Research about personality disorders suggests that a combination of factors is involved.
There is some evidence to suggest that family circumstances can make you vulnerable to a personality disorder. This might be because you had a difficult childhood. You may have had changes in your family that meant you had several different parent figures, with different demands and expectations, or you may have spent time in foster care. If you experienced physical, sexual or emotional neglect or abuse (many people with borderline personality disorder [BPD] report that this is the case), this may make you more vulnerable.
It is difficult to learn how to have normal trusting relationships if the people you are dependent on do not provide security, or it comes with abuse. This may make you feel that you are worthless, make you prone to anger, and you may find it difficult to express your emotions safely. If you have had to adapt to different parental figures, you may never have learned to trust others, or to understand other people’s feelings or body language, and may be suspicious of their intentions towards you. In turn, if you seem aggressive and hostile, others will be suspicious of you and avoid you, and this will make the problems worse.
Antisocial personality disorder (ASPD) has been linked to antisocial behaviour in childhood, which could be the result of high levels of stress and family problems. These might include your parents not giving you enough warmth, intimacy, consistency or appropriate discipline and supervision. Your parents having ASPD or abusing drugs or alcohol may also be factors.

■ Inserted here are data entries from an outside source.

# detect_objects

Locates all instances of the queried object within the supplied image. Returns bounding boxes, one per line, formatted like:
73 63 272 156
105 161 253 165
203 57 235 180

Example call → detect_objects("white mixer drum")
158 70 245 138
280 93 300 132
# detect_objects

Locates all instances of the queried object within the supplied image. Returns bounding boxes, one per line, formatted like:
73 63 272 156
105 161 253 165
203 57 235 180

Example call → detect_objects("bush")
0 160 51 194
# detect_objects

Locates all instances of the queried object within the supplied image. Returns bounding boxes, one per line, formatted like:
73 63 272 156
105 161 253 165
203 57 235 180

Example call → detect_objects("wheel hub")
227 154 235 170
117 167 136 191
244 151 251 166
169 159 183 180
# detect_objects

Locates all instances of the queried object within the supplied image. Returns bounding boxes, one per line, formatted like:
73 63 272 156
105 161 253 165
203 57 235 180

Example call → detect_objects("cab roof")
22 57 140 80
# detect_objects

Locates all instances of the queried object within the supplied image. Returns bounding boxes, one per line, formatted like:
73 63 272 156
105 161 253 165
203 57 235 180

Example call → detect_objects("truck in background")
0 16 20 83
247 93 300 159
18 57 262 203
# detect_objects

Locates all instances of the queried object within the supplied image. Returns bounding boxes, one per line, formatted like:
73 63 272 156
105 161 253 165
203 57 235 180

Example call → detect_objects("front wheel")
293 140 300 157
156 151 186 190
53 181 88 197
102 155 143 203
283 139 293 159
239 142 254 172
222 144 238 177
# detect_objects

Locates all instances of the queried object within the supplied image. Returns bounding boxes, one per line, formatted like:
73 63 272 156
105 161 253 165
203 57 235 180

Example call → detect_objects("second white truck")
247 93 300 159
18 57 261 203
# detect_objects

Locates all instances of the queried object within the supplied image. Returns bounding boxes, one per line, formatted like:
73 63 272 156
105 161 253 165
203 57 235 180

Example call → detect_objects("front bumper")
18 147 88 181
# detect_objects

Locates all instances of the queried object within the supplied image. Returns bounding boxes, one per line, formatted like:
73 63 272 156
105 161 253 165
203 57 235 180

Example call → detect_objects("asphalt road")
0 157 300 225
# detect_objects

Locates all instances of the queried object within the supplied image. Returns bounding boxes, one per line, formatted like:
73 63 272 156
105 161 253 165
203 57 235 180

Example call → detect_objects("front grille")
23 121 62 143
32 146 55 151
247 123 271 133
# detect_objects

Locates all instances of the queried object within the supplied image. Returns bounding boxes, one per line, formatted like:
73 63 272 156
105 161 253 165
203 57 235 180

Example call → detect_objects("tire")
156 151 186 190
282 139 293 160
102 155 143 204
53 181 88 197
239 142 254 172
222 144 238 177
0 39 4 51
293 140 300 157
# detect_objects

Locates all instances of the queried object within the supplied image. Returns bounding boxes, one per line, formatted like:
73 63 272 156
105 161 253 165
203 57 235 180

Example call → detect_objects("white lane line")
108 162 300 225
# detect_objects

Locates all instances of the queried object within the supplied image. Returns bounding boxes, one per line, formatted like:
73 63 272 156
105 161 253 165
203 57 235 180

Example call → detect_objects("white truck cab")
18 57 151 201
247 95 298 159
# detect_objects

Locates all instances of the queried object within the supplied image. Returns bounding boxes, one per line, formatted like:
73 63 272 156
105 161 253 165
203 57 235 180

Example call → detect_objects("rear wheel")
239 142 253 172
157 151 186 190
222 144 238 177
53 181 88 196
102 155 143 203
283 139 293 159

Repeated childhood traumas (unrelated to abuse), such as being involved in major incidents or accidents, or sudden bereavement, may lead to personality disorder. It has been suggested that early and severe trauma, in particular, can cause personality difficulties.
This is not to say that everyone who experiences a traumatic situation will develop these problems, just that it might leave someone more vulnerable. However, the way you and others around you reacted and dealt with it, and the support and care you received to help you cope, will have made a lot of difference.
“I have narcissistic borderline personality disorder. At first it was difficult to accept that the problem was essentially ME… my personality… But then… being able to put it into perspective as a developmental flaw was much easier to accept – that it was simply the way I’d developed in response to my environment and situations I’d experienced.”
Genetics and inheritance
Some elements of our personality are inherited. People are born with different temperaments; for example, babies vary in how sociable they are, in the intensity of their reactions, and in the length of their attention span. Some experts believe that inheritance may play a relatively big part in the development of OCPD (obsessive compulsive) and ASPD (antisocial), and that there may also be a genetic link between personality disorders and certain other mental health problems; for example, schizophrenia or bipolar disorder.